TRE-RJ Detalha Segurança da Urna Eletrônica em Demonstração Pública
O Tribunal Regional Eleitoral do Rio de Janeiro (TRE-RJ) abriu e desmontou uma urna eletrônica nesta segunda-feira (3) em uma demonstração para a imprensa e entidades fiscalizadoras. O objetivo foi apresentar o funcionamento interno do equipamento e detalhar as barreiras físicas e digitais que garantem a segurança dos votos nas eleições de 2026.
A iniciativa faz parte da Primeira Semana Nacional do Sistema Eletrônico de Votação, promovida pela Justiça Eleitoral em todo o país com o intuito de combater a desinformação e aumentar a transparência do processo eleitoral.
Durante o evento, o secretário de Tecnologia da Informação do TRE-RJ, Michel Kovacs, exibiu os componentes internos da urna e explicou os procedimentos de segurança, incluindo o uso de lacres da Casa da Moeda, assinaturas digitais, biometria e auditorias rigorosas.
Medidas de Segurança e Integridade do Sistema
O presidente do TRE-RJ, Claudio de Mello Tavares, enfatizou que o sistema eleitoral é submetido a uma intensa fiscalização por diversas instituições antes de cada eleição. “Não existe, nesse país, um sistema mais aberto, mais inspecionado e mais testado do que ela”, declarou Tavares, ressaltando que o código-fonte é examinado por partidos políticos, OAB, Ministério Público, universidades e Forças Armadas.

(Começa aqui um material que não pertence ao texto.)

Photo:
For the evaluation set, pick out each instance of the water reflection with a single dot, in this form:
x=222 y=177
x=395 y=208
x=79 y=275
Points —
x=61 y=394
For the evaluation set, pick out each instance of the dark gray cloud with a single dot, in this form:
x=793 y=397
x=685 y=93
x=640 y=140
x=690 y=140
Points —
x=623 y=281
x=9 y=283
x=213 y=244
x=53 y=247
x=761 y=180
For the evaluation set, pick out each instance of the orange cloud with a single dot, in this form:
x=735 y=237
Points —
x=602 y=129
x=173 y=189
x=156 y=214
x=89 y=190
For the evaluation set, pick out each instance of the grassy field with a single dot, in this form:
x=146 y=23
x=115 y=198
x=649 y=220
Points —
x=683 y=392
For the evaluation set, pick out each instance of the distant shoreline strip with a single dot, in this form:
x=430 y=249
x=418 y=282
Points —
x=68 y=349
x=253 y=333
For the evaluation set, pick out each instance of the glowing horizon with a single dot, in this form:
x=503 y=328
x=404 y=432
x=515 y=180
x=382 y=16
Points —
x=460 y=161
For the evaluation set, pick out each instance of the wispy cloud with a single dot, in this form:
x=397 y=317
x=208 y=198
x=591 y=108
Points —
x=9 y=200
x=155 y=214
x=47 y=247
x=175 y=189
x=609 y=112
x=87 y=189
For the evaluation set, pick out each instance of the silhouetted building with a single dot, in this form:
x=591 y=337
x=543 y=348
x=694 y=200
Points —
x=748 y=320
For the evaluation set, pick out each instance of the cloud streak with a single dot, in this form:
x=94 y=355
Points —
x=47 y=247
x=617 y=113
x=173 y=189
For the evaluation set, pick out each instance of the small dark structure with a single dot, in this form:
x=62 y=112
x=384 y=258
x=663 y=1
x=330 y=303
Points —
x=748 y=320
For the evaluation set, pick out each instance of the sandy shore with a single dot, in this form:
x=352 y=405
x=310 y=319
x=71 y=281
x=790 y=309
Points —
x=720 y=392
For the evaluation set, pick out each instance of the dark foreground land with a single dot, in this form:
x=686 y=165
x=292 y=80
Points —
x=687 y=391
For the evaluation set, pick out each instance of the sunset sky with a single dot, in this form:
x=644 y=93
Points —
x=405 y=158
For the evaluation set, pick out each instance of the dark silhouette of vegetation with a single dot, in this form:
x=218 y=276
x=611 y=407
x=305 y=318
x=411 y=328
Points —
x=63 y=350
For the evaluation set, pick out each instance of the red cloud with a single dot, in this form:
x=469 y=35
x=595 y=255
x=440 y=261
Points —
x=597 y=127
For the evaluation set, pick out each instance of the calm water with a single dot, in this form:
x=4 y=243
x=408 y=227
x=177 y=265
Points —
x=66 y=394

As urnas eletrônicas registram os votos em diferentes memórias, tanto internas quanto em mídias externas. Em caso de falha técnica, um sistema de contingência permite a transferência dos dados para uma urna reserva, garantindo a continuidade da votação sem perda de votos. É importante destacar que a urna funciona de forma isolada e sem conexão com a internet, o que impede acessos externos durante o período eleitoral.
Auditorias Públicas e Testes de Verificação
O sistema eleitoral brasileiro conta com auditorias abertas ao público para garantir a integridade e autenticidade das urnas. Nas eleições de 2026, 43 urnas no Rio de Janeiro serão sorteadas para testes de integridade e autenticidade. Estes procedimentos, que ocorrem na véspera da eleição, são acompanhados por partidos, candidatos, Ministério Público, OAB, imprensa e cidadãos interessados.
O teste de integridade compara votos digitados em cédulas de papel com os registrados na urna, verificando a correta contagem. Já o teste de autenticidade confirma se os programas instalados nas urnas são os mesmos aprovados e assinados digitalmente pela Justiça Eleitoral.
Justiça Eleitoral Rejeita Retorno ao Voto em Papel
Michel Kovacs comentou sobre a adoção da urna eletrônica desde 1996, substituindo o voto em papel para reduzir fraudes e erros. Ele explicou que o sistema anterior era mais demorado, custoso e suscetível a rasuras, desaparecimento de votos e erros humanos na contagem. “Tirar a máquina eletrônica seria um retrocesso para o país”, afirmou.
A apresentação reforça os esforços da Justiça Eleitoral em promover a transparência e combater a desinformação, especialmente em um cenário de circulação de notícias falsas sobre o sistema eleitoral nas redes sociais. A programação nacional busca ampliar o acesso da população às etapas de preparação, votação e auditoria das urnas.